The A Little Bit Weird Blog

Let’s go 4 years back in time

Written by Nick on

It was the summer before my senior year of college. Like many other independent musicians, I was sitting on a pile of music with no idea what to do next. Of course, I had a Facebook page and a SoundCloud account. After all, if you build it, they will come… right?

Wrong.

empty bleachers

So I began toying with the idea of giving my music away for free. If I printed CDs, sure, my friends and family would buy them to put in their cars. And I might even sell as many as 50 of these right off the bat. But then what? Set up an online store? Not many of my 125 Facebook followers would be likely to whip out their credit card and actually buy music.

The free option started to look promising.

If gave away my music for free online, I might not make those first 50 sales, but at least I’d reach a bunch of people...right? But who were they? Where were they from? Would they tell their friends? Would I ever see or hear from them again?

Then it hit me.

idea lightbulb

It’s so simple! Right now, music is hard to sell; and you need to be lucky and a genius to benefit from no strings attached-free. Meanwhile, what you really want is promotion from your fans, connectivity with your fans, and information about your fans. So why not let fans download your music in exchange for these things?

3 simple steps.

So, I contacted a programmer friend of mine. We built a simple web page, with my name, album art, and a player so people could listen to the whole album as many times as they wanted.
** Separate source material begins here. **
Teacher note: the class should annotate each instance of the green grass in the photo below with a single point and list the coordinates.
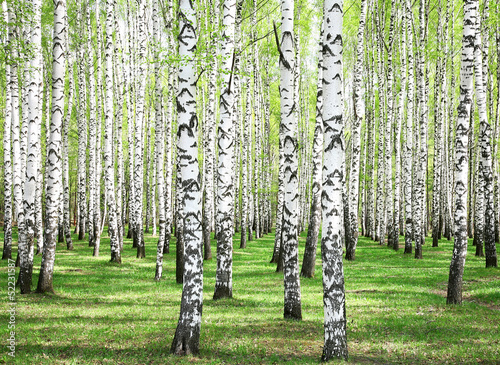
(105, 313)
No barriers to entry like some of those super annoying Facebook apps (“Like my page, then hear my music!”). After all, nobody wants to Like an artist they haven’t even heard yet! On my page, not only was listening unrestricted, but if you liked what you heard, you could even download it for free by following three easy steps. First, I asked listeners to log in with Facebook, which automatically gave me their name, email address, and location. Then, I asked them to Like my Facebook page so they could stay up to date on my new music. The third, and final, step required these new fans to enter the email address of a friend, who would then receive a personalized recommendation to check out my music and download it for free!

The results were astounding.

When I released my album on December 3rd, 2011, I posted the download link on my Facebook page. On the first day, over 100 people had downloaded my album, Liked my page, and Shared it with a friend. The next day, 300. Then, on December 5th, I posted the link to reddit.

reddit alien

Before I knew it, my fan base had grown to 2,000. In 72 hours.

This Like-and-Share system had worked just as planned. It created what I now call “a social media splash” - a virtual, viral wave that permeated the Facebook community. And over the next few months, that wave continued to grow.

Suddenly I had a real fanbase.

But how could I be sure that they were true fans? I decided to take down the website and try my hand at distributing my album to my new fans through traditional avenues: iTunes, Amazon, Pandora, Spotify - and, yes, even physical CDs. To my surprise, hundreds of these new fans (fans who already got my album for free!) purchased it at full price anyways. I sold tons of CDs, made it to the top 3 folk artists on Amazon, and even got some media attention.

This could seriously help a lot of musicians,

Independent or otherwise. Music isn’t selling like it used to. Giving your music away for free risks no returns. This concept could help level the playing field.

With musicians wants and needs in mind, I set out to design a simple and powerful platform for musicians, entirely based around this hugely successful system.